Een andere kritische observatie inzake het matriarchaat moest ook in de modernste tijden voor de vrouw tot nadenken stemmen. Als zij geheel in haar onderhoud kon en wilde voorzien; als haar kinderen werden verzorgd door de gemeenschap, door mannen en vrouwen samen; als zij in het eventuele huwelijk geen economische band meer wilde zien... dan kon zij ook nooit terugvallen op enige onderhoudsplicht jegens haar van de man, noch in haar ouderdom rekenen op zijn tweezijdige solidariteit. Zij kon hoffelijkheid, bescherming, kameraadschap in elk geval niet meer verlangen op grond van haar sekse. Misschien zou de man door dit feminisme meer van zorgen worden verlost dan de vrouw. De tijd moest aanbreken dat juist mannen actieve propagandisten zouden worden voor de economische onafhankelijkheid van de vrouwen. Een probleem vormde het gebrek aan passende betaalde betrekkingen voor vrouwen, juist nadat in 1971 kon worden geconstateerd dat weer een van de langdurige economische depressies begonnen was, waardoor de werkgelegenheid ernstig werd beperkt. In beginsel echter kon wellicht de man van ganser harte gaan instemmen met het principe dat de vrouw voor zich zelf behoorde te zorgen. Men kon na 1970 dan ook opmerken dat er aarzelingen begonnen op te treden bij sommige feministen. En de meest extremen onder hen, bereid de man te beschuldigen van inhumane instincten en driften, lieten duidelijk weten dat ze bij echtscheiding toch niet van plan waren af te zien van alimentatie of pensioenrechten. Ze begonnen hun waarde voor de samenleving te onderstrepen: ze leverden het vaderland zonen en soldaten; ze meenden (terecht overigens!) aanspraak te kunnen maken op een aanzienlijk deel van het manlijke inkomen in ruil voor de bewezen huishoudelijke en seksuele diensten; zij wilden hun recht op pensioen (waarvoor de man de premies betaalde) veilig stellen; en aangezien in het Westen vrouwen gemiddeld zes jaar ouder werden dan mannen, was dit geen gering voorrecht voor de
‘tweede’ sekse. Er trad in het neo-feminisme een merkwaardige dialectiek binnen, waardoor men soms de indruk kreeg dat de man weliswaar de materiële voorziener moest blijven, maar de vrouw een dominerende factor. Van zulk een tendens maakten verscheidene lesbische vrouwen zich gaarne meester: ze predikten dat een vrouw voor haar liefdeleven geen man nodig had, maar dat het goed was hem te wantrouwen als die man van zijn kant wel meende een vrouw te behoeven. En indien een wijfje dan al met het ‘stuk masculien venijn’ naar bed ging, of zijn huishouden verzorgde, had ze recht op een eigen inkomen als bezoldigde sociale werkster. Het beroep van prostituée kon in dit perspectief nauwelijks meer laakbaar zijn. In deze visie was weinig plaats overgebleven voor seksuele kameraadschap, of voor liefde: de sekse was een zakelijke factor.

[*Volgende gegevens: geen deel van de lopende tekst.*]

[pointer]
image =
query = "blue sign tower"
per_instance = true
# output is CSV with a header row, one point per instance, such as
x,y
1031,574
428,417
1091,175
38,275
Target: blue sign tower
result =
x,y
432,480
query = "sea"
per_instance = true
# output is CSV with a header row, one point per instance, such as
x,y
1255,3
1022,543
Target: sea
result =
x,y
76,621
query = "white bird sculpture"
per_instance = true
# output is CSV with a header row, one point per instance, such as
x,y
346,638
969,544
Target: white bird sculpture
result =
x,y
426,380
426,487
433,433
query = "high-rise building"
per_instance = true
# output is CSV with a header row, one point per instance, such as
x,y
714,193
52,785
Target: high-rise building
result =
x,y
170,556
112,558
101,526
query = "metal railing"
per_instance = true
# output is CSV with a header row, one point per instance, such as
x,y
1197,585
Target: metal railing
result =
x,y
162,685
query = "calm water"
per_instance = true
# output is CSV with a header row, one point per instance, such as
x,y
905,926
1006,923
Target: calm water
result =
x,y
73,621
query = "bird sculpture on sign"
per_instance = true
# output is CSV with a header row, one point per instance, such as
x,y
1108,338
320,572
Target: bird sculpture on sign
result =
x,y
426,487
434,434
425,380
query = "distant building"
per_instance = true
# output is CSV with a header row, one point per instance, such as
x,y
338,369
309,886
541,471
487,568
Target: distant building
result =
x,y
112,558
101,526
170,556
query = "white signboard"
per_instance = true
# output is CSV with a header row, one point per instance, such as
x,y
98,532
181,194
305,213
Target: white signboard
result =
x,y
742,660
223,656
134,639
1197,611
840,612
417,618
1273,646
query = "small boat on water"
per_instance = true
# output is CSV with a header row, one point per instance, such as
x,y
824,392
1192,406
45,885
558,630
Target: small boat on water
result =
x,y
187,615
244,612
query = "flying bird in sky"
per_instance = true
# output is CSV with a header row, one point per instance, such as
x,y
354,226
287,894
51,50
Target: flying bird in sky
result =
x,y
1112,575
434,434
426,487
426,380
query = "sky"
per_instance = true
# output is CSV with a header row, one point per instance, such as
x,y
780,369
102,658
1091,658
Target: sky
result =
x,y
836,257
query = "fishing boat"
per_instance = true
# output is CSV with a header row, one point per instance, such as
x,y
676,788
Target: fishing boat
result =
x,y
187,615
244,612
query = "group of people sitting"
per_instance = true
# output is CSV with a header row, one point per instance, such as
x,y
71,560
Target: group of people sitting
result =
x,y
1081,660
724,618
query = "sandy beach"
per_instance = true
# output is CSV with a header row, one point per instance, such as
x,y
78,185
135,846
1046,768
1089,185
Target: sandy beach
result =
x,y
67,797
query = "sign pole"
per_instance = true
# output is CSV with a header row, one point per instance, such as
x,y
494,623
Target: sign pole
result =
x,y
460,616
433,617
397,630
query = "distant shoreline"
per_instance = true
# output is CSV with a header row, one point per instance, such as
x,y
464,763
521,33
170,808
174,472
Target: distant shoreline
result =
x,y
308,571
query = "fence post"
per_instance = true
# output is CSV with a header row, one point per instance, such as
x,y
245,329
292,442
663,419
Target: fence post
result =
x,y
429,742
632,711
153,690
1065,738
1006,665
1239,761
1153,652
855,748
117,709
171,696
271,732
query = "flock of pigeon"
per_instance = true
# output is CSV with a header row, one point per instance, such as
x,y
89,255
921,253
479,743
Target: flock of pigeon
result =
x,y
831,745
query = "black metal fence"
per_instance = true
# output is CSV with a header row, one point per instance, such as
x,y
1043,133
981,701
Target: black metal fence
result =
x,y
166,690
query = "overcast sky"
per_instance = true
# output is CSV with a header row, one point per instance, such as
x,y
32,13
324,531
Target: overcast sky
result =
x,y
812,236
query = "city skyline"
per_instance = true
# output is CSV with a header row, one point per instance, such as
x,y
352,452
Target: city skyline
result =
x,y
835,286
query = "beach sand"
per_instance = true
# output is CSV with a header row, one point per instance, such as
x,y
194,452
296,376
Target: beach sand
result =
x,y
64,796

Reeds lang geleden heeft de romanschrijver Marnix Gijsen in zijn Vleespotten van Egypte, dat een satirische beschrijving geeft van het leven in Noord-Amerika, zulk een tendens van het feminisme, vermomd als matriarchale filosofie, geschetst, in deze passage: ‘In dit land van het matriarchaat heeft de boezem een bijzondere betekenis: het erkent en verheerlijkt niet de Rubeniaanse boezem, doch heeft de beschaving van de uier opgebouwd. Andreas, die ik altijd als een moederskind had beschouwd, al lieten zijn steeds ironische uitlatingen over de barones vermoeden dat hij tegen haar in bedekte opstand leefde, werd getroffen door de kleverige manier waarop de Amerikanen over de Moeder gewaagden. Het leek wel of geen volwassen Amerikaan zich in het leven veilig voelde, of een duistere drang hen allen terugdreef naar de veiligheid van de moederschoot, zoals de zalm terug wil naar zijn geboorteplek, die ook zijn doodsbed zal zijn. Mij draaide het hart in de borst rond, als ik in de liedjes, in de dagbladen, in heel het openbare leven deze “mom” hoorde verheerlijken, alsof het feit alleen van het leven aan een kind geschonken te hebben, een vrouw tot een heilige maakte... . Het leek wel of iedere geboorte het gevolg van een verkrachting was, want over de
| |
| |
vader werd zorgvuldig gezwegen. En met geen microscoop kon men ontdekken of er onder de miljoenen moeders misschien één was, die de zaak niet onaardig had gevonden. In onze maatschappij is de vader de steunpilaar, het sluitstuk van het gezin. Hier bleek het dat hij de “provider” was, de voorziener, de werker, de werkbij die, wat zwak van verstand en door buitensporige lage driften bezeten, in het onderhoud van de bijenkoningin moest voorzien’.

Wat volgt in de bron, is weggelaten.